More prosaically, and related to historical material conditions, these ideas have a historic appeal for the temperament of marginalized communities that await some form of redemption or salvation. Owen himself rejected organised religion and the Methodist revival that had swept his homeland, but a utopian temperament can be seen in later generations in Wales as nonconformism developed in different radical political forms, not least in the dissent led by Unitarians that would influence revolution in communities such as Merthyr. Later of course the egalitarian, salvationist spirit of Owen’s politics would be realised in a Christian form in the spread of the social gospel.
Certainly since his death – the only time that Owen returned to Wales after leaving as a child – the Welsh have occasionally made a genuine effort to reclaim him, and perhaps the most interesting of those are the efforts of RJ Derfel, who would in turn be an inspiration for that other great Welsh utopian socialist, TE Nicholas, or Niclas y Glais. Derfel took Owen’s ideas as a starting point for developing what he considered to be a particular form of Welsh socialism, with its radical, communitarian temper that was both an alternative to Marxism and the mainstream British Labourism that began to emerge at the beginning of the 20th century.

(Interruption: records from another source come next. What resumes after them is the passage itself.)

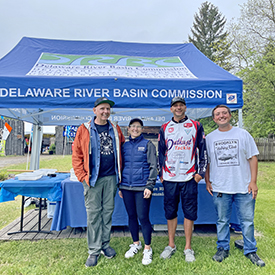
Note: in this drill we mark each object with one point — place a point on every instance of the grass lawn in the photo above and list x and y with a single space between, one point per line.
68 256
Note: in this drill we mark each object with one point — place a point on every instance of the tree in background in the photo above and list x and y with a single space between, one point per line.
252 31
253 36
259 94
209 35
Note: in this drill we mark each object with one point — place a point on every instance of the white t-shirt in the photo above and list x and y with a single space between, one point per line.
228 154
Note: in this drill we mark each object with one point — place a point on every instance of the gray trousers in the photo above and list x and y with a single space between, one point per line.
99 202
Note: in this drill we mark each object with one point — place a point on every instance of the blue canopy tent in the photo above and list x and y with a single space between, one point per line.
56 82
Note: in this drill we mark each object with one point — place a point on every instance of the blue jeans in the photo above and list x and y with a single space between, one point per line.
138 208
245 206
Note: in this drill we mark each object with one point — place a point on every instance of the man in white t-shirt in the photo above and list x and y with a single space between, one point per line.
231 176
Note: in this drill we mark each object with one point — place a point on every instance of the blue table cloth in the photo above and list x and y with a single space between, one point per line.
45 187
70 211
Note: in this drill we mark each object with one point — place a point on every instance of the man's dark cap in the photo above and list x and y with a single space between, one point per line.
177 99
104 100
136 120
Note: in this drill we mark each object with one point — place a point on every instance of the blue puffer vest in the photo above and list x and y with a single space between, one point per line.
135 166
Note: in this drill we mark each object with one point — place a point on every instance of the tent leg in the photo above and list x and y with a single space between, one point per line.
240 122
36 147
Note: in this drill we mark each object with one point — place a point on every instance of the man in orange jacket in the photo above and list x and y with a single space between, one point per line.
96 162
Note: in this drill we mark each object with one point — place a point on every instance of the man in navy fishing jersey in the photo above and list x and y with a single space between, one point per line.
182 162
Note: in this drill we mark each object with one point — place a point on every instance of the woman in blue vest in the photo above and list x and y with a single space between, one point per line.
139 176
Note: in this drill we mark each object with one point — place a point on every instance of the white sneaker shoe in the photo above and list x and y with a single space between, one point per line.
134 248
189 255
168 252
147 256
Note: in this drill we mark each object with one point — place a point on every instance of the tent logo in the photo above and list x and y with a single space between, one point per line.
231 98
110 65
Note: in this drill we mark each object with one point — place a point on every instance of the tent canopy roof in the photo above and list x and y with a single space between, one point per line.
56 82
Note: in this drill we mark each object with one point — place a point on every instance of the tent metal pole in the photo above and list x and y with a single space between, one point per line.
36 146
240 122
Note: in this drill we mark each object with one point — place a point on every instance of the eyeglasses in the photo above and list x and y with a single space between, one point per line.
136 126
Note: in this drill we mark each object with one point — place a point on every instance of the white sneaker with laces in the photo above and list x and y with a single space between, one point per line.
134 248
147 256
168 252
189 255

Indeed these are the figures that Martin Wright refers to in mapping a dissenting Welsh socialist tradition in his work on Wales and socialism before the Great War. One might argue another figure in that vein was the Merthyr MP SO Davies, who combined a Welsh nonconformist background with a radical socialist agenda.
What happened to that tradition? One might ask the question, for today it is not only questionable whether there is any distinct form of Welsh socialist politics, more fundamentally one must ask what our distinct forms of thought might be as we have been assimilated culturally, linguistically and intellectually. In the secular, postmodern age, Robert Owen and his socialism presents to us many challenges about what we believe socialism to be, and who we the Welsh left believe ourselves to be.
“The bourgeoisie controlled economic life long before it took state power; it had become the dominant class materially, culturally and ideologically before it asserted its dominance politically. The proletariat does not control economic life” (Murray Bookchin, Listen Marxist)
We are were we are because in part Marx’s works were misinterpretated by Lenin and huge centralized planned economies took the place of workers simply owning the means of production. Now some Marxists interpret this to mean democratic cooperatives. This large scale view has spread throughout the Left.
The Real question should have centered around getting economic power for working people, the Labour Party has had the means to achieve this for 70 years. If the councils had decentralised democratic control, placed the budgets and planning in the hands of communities, supported cooperatives not privatisation and created functioning credit unions they could have created a system of dual power that could have challenged capitalism.
I suggest reader look at the work of Murry Bookchin as the answers many of the questions we are trying to answer.